Write-up: User-After-Free by MalwareTech

This time I decided to attempt something different from usual: user-after-free is a challenge based on heap exploitation created by MalwareTech. After all, knowing a bit of binary exploitation is useful for malware analysis.

Overview of the challenge

The vulnerable 32-bit executable is a simple server that registers clients and lets them broadcast messages. It accepts the following commands:

  • SETNAME: set the name of the current client
  • GETNAME: get the name of the current client
  • SENDMSG: broadcast a message to all clients
  • ISADMIN: returns a boolean indicating if the current client is an admin
  • GETFLAG: get the first flag (only available to admins)

At startup, the server registers an admin client, while all new clients are created as non-admin. A maximum of 64 clients can be connected at the same time.

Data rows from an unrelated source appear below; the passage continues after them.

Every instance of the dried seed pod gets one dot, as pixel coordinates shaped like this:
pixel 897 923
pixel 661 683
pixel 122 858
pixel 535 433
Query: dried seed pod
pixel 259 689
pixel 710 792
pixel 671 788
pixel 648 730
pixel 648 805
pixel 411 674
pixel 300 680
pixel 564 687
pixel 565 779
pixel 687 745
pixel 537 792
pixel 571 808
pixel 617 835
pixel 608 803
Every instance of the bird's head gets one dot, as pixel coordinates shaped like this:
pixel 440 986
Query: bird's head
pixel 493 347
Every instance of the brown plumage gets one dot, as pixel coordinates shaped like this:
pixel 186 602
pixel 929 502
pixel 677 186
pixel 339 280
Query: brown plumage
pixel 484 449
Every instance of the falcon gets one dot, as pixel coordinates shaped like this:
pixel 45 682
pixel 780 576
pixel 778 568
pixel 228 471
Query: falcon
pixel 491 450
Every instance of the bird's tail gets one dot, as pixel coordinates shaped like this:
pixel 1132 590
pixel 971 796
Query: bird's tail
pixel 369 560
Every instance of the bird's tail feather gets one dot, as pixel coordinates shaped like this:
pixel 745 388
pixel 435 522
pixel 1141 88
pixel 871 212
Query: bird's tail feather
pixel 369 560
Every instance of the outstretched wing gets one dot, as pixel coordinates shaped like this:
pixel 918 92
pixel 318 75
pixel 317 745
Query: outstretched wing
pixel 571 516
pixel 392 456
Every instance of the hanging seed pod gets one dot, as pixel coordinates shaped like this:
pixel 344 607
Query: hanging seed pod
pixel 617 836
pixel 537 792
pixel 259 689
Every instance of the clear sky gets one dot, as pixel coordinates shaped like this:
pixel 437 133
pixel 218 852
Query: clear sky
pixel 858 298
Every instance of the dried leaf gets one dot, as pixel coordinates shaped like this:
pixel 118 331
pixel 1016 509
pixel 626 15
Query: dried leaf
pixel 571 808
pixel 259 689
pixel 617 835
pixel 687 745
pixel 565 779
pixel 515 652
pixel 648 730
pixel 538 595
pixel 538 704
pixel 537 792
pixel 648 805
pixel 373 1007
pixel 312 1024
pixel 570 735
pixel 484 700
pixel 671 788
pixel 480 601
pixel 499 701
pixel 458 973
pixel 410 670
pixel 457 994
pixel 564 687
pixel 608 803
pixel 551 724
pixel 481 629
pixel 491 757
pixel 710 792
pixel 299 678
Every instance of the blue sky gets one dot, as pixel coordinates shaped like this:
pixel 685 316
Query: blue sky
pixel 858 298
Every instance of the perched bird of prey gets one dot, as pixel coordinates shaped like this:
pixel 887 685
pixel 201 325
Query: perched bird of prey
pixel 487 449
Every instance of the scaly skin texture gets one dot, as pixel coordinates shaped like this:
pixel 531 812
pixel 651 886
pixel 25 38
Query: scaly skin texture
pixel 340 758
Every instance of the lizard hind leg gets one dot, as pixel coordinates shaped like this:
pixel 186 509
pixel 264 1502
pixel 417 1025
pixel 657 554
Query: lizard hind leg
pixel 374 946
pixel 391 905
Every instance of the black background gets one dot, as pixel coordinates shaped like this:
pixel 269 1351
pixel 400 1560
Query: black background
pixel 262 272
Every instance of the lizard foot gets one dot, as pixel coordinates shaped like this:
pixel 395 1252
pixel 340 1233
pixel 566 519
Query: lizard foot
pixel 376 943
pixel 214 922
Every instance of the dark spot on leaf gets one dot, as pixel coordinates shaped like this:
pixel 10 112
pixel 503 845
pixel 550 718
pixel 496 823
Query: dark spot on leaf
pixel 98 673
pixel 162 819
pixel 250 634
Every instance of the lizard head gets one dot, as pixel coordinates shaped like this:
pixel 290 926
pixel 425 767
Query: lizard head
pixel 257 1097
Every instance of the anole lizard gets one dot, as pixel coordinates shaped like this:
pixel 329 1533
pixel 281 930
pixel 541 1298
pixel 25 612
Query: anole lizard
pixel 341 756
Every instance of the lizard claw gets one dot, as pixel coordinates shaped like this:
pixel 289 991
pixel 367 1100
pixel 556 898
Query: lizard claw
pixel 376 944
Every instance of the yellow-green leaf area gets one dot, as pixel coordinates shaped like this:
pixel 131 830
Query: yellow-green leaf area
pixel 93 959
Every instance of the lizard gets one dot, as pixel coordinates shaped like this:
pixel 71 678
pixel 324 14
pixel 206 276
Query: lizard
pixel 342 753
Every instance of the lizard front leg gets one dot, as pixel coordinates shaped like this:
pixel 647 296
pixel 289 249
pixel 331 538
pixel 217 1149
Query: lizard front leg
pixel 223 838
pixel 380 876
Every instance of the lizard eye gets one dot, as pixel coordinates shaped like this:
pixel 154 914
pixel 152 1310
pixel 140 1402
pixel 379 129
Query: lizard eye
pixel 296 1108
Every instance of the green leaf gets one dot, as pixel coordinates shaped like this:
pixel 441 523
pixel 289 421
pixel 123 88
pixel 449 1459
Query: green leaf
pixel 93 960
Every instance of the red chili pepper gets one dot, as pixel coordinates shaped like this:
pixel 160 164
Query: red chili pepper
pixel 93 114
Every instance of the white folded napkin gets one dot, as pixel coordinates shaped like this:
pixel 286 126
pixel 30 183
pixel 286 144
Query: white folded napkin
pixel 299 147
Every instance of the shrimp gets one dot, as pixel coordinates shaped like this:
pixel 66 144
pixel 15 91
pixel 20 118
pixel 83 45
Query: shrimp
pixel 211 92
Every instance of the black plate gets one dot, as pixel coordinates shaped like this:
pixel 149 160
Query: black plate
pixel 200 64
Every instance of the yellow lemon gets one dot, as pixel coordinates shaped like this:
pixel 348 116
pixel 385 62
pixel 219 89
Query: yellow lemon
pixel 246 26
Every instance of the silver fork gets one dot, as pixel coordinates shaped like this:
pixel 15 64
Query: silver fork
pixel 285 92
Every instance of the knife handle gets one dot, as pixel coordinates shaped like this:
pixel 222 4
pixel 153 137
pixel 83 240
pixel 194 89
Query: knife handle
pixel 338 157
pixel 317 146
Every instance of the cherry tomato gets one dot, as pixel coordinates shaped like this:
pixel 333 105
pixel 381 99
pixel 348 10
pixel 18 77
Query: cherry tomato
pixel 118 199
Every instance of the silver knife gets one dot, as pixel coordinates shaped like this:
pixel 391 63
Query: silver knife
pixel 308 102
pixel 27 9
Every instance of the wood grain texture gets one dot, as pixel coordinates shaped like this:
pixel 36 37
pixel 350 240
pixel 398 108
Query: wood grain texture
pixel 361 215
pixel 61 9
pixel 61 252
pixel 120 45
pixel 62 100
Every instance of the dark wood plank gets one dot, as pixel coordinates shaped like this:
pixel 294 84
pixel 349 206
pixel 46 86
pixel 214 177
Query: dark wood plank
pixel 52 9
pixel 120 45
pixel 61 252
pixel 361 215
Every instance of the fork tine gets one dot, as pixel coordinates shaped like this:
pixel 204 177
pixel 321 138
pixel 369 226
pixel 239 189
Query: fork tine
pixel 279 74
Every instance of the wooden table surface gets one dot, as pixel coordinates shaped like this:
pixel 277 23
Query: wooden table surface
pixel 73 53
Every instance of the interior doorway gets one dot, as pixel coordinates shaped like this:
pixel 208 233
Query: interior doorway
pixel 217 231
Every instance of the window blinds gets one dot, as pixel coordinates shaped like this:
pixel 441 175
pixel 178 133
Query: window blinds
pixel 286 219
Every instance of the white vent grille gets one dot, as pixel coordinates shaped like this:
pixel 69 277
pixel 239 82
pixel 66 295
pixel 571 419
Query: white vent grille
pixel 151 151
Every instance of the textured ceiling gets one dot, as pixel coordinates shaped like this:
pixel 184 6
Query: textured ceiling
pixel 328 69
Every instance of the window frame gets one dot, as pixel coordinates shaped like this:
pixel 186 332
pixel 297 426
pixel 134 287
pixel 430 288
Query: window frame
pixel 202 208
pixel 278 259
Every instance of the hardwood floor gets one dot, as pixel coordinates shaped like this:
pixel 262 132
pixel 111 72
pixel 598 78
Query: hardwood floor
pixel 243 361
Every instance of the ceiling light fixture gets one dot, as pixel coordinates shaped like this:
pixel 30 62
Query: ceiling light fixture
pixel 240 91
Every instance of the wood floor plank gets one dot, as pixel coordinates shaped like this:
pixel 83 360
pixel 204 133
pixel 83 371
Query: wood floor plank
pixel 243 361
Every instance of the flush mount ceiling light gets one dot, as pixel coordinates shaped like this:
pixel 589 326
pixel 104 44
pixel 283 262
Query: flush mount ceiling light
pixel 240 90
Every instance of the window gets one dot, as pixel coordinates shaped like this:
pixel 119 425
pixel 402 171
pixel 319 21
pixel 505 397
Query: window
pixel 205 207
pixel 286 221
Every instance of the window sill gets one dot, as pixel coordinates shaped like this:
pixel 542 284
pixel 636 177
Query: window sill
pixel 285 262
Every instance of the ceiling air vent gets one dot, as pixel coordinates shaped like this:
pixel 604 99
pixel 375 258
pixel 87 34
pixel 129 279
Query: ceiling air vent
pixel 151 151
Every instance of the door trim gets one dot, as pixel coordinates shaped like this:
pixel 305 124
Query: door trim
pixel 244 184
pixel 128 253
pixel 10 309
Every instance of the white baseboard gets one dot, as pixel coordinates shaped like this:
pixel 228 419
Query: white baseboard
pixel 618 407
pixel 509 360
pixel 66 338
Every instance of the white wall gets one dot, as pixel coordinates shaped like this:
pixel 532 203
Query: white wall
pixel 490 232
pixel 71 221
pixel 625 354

The main class: ChatClient

The class representing a connected client contains 5 attributes:

  • Connected socket
  • Client ID
  • Admin flag
  • Size of name
  • Pointer to name (stored in the heap)

Each instance of ChatClient in memory has a reference to the class virtual table followed with these attributes, so its structure looks like this:

struct ChatClient {
    VOID** Vtable;      // 0x0
    DWORD  Socket;      // 0x4  
    DWORD  ClientId;    // 0x8
    DWORD  IsAdmin;     // 0xc
    DWORD  NameSize;    // 0x10
    CHAR*  ClientName;  // 0x14
}

The total size is 0x18 (24) bytes. To find the vulnerability a good starting point is where we provide some input, specifically the two methods ChatClient::SetName and ChatClient::SendMsg.
Let us take a look at the first one. It receives two parameters, a pointer to the new name and its size, plus the object itself in ecx (__this calling convention). If ClientName is not NULL and NameSize is different from the new size the old buffer is freed. A call to isValidUserLength makes sure that the new size is at most 0x40 bytes. If the old buffer was freed a new one is allocated and the new name is written in it, otherwise the new name overwrites the old one inside the same buffer.
What happens if the size of the new name is different from the previous and it is greater than 0x40? The old buffer is freed, but isValidUserLength returns FALSE, therefore ChatClient::SetName exits directly after sending an error message to the client. In this state ClientName still points to the now-free block and NameSize has still the same old value. If now we use the GETNAME command we read some free memory. If instead, we use SETNAME with a name that has the same size as the old NameSize, we write in that free memory. We have found our use-after-free vulnerability.

VM directory

Low Fragmentation Heap

To turn the vulnerability into an exploit we need to know how the OS manages the heap. Starting from Windows 7, Microsoft added an optimization mechanism called Low Fragmentation Heap (LFH), which is used for low-size allocations (up to 0x4000 bytes). The LFH is described in great detail in this research.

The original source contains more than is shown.